Sending authenticated page to kindle

Hi,

I have seen from the way email-to-kindle scripts work, the content is fetched independently and thus when authentication is required the script can only email a ‘login required’ screen. is there a way around this? as an example-- i am a grad student and read a lot of journal articles. many are available as pdfs, but these often do not display well on my kindle-- despite efforts to crop and convert, etc. what i’d like is to be able to easily send the full text (html) version of the journal article to my free kindle address. however the content while loaded in my browser window is behind a paywall. i guess what i would like is a script that could parse the downloaded material vs the actual content on third-party server. Make sense?

Hi Doug,

Thanks for this. You’re right that Kindle It currently works by making its own request for content, and thus fails to work on pages which are not publically accessible. We do have plans to offer an alternative method which will send the contents of the page you’re viewing to our servers for processing (currently it only sends the URL of the page to our servers, and then we fetch that URL).

I’m a little wary about how we go about implementing this. Some of the other read-later, send-to-kindle services work by sending the contents of the page you’re on to their own servers for processing. I’m not very fond of this approach because I can foresee many people invoking the service by mistake and having sensitive information immediately sent to someone else’s servers (for example, imagine clicking a button that did this while viewing your bank account statement - if you do this with out extension now, it will only send a URL which reveals very little, and fetching the URL will reveal no sensitive information). Of course in your case, and we’ve had requests from others who are in a similar situation, that’s exactly what you’d want. So I’m thinking about how best to integrate something like this.

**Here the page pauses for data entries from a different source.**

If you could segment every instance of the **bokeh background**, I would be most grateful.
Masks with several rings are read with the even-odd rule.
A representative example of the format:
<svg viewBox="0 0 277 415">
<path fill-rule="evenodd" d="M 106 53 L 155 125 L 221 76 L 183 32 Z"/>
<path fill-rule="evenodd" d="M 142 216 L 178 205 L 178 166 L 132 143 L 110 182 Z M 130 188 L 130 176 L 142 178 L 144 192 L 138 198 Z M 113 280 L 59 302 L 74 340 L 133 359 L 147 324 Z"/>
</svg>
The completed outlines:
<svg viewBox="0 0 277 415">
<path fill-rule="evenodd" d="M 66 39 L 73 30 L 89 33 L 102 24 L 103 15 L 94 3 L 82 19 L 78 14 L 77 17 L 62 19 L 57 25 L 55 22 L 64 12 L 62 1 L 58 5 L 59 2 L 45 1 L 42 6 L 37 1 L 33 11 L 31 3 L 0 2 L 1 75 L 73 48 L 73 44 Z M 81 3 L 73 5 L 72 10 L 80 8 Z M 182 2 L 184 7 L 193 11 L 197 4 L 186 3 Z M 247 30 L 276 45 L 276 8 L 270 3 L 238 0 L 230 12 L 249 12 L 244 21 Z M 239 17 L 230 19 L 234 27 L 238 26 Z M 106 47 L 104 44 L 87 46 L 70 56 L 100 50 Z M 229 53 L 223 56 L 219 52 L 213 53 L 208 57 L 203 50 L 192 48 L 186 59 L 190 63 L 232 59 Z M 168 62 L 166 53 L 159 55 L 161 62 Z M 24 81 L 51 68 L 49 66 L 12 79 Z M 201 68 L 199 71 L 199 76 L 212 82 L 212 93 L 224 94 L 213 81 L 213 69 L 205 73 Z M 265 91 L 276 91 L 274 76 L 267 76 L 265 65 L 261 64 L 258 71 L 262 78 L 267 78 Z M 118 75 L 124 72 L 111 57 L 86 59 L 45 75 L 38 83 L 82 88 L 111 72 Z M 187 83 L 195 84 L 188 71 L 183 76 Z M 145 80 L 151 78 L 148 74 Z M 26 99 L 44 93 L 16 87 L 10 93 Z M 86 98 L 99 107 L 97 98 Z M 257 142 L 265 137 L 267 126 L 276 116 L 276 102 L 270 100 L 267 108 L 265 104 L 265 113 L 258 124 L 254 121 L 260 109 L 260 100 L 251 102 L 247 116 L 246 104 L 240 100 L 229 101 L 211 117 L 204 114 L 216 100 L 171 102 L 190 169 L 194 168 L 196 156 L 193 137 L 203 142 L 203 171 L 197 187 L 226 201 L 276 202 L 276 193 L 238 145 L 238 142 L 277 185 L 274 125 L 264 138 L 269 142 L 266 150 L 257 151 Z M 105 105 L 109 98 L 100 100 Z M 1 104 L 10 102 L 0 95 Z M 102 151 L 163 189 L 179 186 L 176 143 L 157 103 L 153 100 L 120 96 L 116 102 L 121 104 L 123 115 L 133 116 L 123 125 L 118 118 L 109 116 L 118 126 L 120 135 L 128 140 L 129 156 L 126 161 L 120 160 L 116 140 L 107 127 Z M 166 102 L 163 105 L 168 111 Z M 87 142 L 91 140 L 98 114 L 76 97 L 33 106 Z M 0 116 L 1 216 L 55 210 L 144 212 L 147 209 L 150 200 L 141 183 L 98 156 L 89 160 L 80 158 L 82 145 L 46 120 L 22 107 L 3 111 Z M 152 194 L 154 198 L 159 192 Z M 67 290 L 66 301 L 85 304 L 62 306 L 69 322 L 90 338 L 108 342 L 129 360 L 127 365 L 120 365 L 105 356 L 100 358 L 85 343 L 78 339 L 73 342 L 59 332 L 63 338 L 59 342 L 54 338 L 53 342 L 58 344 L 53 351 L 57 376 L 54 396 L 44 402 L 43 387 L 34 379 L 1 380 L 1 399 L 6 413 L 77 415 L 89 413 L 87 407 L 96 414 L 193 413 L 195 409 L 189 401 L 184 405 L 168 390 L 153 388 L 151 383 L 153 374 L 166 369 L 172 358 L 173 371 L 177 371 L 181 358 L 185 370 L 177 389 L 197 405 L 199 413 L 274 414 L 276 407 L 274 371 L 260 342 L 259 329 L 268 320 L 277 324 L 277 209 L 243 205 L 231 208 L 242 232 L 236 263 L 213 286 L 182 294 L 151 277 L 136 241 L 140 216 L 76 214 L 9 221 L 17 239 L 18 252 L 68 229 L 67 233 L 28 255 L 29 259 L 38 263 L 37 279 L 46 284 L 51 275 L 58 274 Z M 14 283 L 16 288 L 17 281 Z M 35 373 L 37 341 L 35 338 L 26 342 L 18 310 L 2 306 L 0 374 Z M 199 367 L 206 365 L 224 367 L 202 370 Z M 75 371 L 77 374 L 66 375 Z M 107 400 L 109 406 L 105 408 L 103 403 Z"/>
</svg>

One interim solution will be to offer a simple form where users can type/paste whatever they want to send to their Kindle. That would allow users to copy and paste content that’s currently protected into this form and make it accessible to our service, without necessarily making it accessible to the world.

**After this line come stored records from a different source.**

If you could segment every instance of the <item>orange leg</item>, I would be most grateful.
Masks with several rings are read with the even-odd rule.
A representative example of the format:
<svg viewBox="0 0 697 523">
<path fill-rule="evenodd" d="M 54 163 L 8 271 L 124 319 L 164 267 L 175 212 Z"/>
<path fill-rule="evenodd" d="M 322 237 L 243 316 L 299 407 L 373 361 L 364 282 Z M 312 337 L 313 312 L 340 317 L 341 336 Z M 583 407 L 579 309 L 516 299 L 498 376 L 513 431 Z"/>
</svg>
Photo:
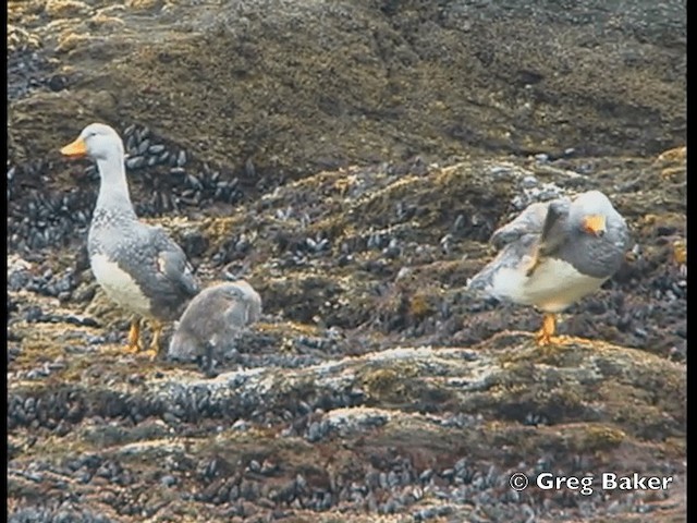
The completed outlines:
<svg viewBox="0 0 697 523">
<path fill-rule="evenodd" d="M 152 326 L 152 340 L 150 341 L 150 348 L 143 352 L 143 355 L 148 356 L 151 361 L 155 361 L 160 353 L 160 335 L 162 333 L 162 324 L 152 319 L 150 320 Z"/>
<path fill-rule="evenodd" d="M 535 341 L 539 346 L 547 346 L 552 343 L 552 338 L 557 331 L 557 317 L 553 314 L 545 314 L 542 328 L 536 332 Z"/>
<path fill-rule="evenodd" d="M 131 321 L 131 330 L 129 331 L 129 343 L 126 344 L 125 351 L 129 353 L 135 353 L 140 349 L 140 319 L 133 318 Z"/>
</svg>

In the meantime, I can only suggest that you try some of the other extensions similar to ours (e.g. Readability, Send to Kindle) which I think use the alternative approach of sending the contents of the page you’re on to their servers.

Hope that’s some help.

Just a quick update to say we’ve got our experimental PastePad up and running. Articles which our service cannot access can be pasted in here and then sent for processing. It works by saving a temporary copy of the submitted content on our server so that our services can access it.

Try it at: http://pastepad.fivefilters.org

The idea of pastepad is good. However, it is currently not working with foreign languages such as Chinese characters. I tried to copy a Chinese page to it. It displayed on in the editor window but failed when the preview page. It would be great if it is fixed. Many thanks in advance.

Eddie Wong

Hi Eddie, thanks for the report. I’m going to take a look at this when I get the chance to see what we can do.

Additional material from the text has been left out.